Favorables, comme le Premier ministre, François Bayrou, qui l'a répété ce jour au Sénat, au scrutin proportionnel pour les élections législatives, Marine Le Pen et Jordan Bardella ont été reçus à Matignon, ce mercredi 30 avril, pour échanger sur le sujet. Demain, jeudi 1er mai, le chef du gouvernement poursuivra ses consultations en recevant Gabriel Attal. 

François Bayrou a entamé, ce mercredi 30 avril, une série de consultations politiques au sujet de la proportionnelle que l'actuel Premier ministre souhaite voir mise en œuvre, depuis de longues années, pour les élections législatives. "Il faut que chacun puisse trouver sa place au sein de la représentation nationale, à proportion des votes qu'il a reçus", déclarait-il en janvier lors de sa déclaration de politique générale.

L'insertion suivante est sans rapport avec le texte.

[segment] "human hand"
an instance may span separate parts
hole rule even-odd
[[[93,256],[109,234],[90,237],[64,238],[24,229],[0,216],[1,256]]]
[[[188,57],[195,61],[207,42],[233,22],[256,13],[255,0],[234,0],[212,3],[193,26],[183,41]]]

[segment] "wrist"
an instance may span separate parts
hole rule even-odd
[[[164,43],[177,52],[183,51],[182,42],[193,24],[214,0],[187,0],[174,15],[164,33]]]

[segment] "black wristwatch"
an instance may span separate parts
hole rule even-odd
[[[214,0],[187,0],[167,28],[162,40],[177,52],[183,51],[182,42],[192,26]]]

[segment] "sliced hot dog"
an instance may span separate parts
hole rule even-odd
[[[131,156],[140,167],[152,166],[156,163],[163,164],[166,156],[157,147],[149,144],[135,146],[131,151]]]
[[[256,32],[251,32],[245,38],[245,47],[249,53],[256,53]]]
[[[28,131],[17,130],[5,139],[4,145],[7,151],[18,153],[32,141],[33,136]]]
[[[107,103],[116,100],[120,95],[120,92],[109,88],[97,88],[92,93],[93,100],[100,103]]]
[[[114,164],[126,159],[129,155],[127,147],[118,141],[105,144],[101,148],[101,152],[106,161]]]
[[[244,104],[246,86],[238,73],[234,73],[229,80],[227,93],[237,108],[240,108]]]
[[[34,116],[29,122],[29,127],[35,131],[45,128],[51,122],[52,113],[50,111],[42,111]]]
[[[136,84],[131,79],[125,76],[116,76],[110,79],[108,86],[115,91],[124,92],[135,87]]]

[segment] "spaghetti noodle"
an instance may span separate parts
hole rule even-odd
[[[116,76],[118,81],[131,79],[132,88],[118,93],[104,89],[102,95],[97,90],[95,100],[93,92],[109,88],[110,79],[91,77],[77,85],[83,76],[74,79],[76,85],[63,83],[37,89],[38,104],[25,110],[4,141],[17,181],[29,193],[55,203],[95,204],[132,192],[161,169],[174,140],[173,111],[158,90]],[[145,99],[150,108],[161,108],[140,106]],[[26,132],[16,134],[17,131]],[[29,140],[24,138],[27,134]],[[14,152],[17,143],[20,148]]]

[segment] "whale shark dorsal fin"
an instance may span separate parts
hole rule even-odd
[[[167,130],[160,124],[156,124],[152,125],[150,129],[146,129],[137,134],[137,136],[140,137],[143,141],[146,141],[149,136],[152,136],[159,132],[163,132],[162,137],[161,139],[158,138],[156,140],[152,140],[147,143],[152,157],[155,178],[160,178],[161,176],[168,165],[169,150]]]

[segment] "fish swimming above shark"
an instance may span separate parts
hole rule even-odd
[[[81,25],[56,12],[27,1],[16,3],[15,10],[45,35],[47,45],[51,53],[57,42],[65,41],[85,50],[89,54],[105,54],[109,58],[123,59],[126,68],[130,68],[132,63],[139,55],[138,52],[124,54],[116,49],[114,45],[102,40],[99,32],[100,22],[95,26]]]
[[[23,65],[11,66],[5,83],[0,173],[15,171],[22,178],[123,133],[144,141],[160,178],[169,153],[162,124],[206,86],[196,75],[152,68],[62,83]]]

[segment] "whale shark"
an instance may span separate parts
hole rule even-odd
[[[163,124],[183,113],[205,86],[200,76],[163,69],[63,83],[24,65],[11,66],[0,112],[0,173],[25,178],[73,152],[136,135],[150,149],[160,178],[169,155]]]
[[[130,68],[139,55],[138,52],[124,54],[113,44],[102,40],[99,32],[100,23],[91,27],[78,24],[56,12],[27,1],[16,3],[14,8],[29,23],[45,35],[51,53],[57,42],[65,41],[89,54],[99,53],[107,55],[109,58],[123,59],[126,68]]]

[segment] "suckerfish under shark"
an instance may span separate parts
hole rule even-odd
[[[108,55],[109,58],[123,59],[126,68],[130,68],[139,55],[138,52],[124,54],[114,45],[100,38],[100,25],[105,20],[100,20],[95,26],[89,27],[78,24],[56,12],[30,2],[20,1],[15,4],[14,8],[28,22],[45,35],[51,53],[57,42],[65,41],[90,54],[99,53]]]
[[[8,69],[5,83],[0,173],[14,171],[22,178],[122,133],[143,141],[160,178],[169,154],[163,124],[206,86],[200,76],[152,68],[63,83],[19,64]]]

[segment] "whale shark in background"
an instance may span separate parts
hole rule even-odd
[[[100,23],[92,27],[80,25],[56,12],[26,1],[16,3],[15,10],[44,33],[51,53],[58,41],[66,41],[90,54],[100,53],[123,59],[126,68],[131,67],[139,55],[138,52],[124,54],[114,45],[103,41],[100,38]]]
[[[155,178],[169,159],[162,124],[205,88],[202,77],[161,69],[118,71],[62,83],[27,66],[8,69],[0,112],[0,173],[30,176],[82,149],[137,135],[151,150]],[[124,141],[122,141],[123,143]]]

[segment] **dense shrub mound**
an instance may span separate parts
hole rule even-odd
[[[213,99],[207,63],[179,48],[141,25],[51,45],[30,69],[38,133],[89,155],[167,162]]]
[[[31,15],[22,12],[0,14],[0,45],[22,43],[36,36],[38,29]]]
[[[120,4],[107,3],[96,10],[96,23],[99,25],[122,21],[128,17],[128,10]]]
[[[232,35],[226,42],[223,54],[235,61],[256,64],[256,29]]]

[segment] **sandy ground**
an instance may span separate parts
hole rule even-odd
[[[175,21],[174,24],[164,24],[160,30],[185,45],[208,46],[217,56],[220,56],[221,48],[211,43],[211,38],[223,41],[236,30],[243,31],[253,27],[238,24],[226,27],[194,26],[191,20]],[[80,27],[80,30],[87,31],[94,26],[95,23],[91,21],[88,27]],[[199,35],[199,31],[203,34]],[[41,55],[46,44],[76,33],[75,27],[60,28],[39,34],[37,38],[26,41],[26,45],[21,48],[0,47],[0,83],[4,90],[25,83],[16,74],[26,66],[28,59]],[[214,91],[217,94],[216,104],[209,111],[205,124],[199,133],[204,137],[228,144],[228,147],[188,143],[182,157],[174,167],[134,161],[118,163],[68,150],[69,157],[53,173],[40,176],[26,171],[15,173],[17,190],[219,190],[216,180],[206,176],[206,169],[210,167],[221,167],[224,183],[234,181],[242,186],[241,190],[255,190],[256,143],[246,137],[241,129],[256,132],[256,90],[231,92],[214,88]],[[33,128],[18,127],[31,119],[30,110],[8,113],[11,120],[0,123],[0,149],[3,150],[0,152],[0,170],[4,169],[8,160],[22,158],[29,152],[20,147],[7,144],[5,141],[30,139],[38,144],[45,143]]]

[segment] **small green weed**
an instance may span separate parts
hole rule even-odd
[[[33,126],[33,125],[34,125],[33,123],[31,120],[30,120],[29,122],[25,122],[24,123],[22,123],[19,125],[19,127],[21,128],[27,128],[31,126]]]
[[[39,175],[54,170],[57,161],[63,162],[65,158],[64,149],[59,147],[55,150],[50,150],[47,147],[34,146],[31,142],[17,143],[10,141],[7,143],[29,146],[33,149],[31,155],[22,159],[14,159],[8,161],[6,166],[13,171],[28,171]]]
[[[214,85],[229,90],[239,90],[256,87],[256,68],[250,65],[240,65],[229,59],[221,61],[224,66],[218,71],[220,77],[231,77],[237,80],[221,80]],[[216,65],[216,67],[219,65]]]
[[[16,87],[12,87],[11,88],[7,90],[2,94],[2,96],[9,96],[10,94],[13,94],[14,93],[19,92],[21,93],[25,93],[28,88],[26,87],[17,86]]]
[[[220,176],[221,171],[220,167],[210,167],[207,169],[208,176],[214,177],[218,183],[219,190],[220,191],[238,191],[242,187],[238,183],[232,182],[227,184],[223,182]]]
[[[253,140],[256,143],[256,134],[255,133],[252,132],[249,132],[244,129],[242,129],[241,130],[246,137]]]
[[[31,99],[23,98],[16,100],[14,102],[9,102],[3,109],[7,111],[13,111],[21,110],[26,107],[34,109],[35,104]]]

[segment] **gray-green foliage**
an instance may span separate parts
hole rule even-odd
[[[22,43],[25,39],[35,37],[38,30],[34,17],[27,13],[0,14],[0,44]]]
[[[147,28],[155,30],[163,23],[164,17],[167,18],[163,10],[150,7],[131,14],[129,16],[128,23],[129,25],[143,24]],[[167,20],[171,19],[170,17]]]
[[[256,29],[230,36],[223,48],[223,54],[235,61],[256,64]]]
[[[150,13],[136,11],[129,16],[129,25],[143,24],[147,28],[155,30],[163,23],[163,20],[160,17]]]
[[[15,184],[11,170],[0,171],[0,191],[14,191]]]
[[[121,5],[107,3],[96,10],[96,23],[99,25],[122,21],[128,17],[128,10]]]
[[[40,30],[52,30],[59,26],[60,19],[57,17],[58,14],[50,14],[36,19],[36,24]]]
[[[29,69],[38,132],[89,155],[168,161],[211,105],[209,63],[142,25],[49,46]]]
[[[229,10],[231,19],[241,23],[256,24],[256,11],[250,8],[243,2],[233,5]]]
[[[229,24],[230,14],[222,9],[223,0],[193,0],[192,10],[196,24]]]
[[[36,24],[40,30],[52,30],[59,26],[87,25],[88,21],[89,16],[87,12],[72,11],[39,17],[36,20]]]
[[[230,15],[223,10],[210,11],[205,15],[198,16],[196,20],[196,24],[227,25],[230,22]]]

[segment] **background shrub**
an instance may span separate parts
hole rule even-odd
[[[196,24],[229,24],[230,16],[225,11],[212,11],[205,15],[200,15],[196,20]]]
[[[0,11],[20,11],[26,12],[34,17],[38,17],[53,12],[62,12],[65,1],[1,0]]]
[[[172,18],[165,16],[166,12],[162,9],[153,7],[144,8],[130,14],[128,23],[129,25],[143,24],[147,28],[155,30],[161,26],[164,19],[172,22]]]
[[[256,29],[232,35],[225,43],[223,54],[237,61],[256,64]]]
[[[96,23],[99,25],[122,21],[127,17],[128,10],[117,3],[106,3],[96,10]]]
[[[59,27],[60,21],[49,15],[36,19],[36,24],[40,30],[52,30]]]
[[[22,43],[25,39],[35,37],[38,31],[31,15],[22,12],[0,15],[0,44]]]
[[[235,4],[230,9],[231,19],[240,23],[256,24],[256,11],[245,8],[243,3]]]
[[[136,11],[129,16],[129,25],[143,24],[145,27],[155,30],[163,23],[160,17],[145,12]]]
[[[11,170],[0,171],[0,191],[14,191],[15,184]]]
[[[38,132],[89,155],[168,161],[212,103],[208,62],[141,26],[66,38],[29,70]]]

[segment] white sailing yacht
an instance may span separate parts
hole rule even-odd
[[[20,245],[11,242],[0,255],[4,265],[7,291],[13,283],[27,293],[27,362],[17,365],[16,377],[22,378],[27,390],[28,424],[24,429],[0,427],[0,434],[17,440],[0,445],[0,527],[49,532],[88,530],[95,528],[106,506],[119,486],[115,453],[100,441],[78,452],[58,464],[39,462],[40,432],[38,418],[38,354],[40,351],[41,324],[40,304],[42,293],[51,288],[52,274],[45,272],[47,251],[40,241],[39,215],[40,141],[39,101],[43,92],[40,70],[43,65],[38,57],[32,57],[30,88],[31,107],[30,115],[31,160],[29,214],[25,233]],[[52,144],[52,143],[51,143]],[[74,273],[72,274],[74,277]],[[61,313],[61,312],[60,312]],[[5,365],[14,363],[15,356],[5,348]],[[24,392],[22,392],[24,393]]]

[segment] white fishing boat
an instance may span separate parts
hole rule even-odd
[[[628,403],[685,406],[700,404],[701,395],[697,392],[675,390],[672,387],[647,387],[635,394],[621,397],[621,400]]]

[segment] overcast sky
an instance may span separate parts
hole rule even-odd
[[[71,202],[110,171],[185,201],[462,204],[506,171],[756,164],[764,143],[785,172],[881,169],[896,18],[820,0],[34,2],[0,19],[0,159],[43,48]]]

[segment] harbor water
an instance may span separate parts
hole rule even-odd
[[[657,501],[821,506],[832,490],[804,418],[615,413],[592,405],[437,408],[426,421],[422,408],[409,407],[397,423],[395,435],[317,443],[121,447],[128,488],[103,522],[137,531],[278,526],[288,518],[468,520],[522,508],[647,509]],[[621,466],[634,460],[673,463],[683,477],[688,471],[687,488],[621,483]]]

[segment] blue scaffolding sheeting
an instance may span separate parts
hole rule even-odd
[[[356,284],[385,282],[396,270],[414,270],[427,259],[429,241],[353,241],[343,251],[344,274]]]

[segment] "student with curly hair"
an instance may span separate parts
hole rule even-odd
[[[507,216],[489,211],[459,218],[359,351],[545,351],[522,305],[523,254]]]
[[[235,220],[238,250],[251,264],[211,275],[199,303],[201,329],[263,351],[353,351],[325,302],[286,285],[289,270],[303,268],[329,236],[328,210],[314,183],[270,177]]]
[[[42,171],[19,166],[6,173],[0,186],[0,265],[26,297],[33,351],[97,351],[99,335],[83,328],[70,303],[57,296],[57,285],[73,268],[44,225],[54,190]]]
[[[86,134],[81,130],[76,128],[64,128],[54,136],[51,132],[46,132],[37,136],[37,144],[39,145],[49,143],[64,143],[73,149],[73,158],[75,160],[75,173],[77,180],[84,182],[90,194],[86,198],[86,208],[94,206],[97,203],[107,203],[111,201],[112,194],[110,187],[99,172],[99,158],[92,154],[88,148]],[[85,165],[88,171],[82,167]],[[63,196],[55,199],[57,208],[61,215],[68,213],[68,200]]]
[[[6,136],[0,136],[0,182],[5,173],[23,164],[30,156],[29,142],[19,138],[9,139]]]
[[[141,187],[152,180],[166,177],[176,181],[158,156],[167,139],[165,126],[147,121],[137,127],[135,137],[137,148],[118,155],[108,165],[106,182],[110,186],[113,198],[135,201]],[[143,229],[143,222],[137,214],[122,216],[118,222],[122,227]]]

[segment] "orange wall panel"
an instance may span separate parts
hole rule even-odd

Premier reçu ce jour à Matignon : le Rassemblement national, qui est le groupe qui compte le plus grand nombre d'élus à l'Assemblée nationale.

Au sortir du rendez-vous, Marine Le Pen a listé trois critères importants à ses yeux et indiqué que "le scrutin de 1986, c'est-à-dire la proportionnelle intégrale par département, nous apparaît être un moindre mal par rapport à un système majoritaire qui aujourd'hui ne permet pas que chaque voix des Français soit entendue et respectée"Le scrutin proportionnel est un élément de réparation de la confiance des Français envers leurs représentants", a ajouté la présidente des députés du Rassemblement national, accompagnée du chef de file du parti, Jordan Bardella.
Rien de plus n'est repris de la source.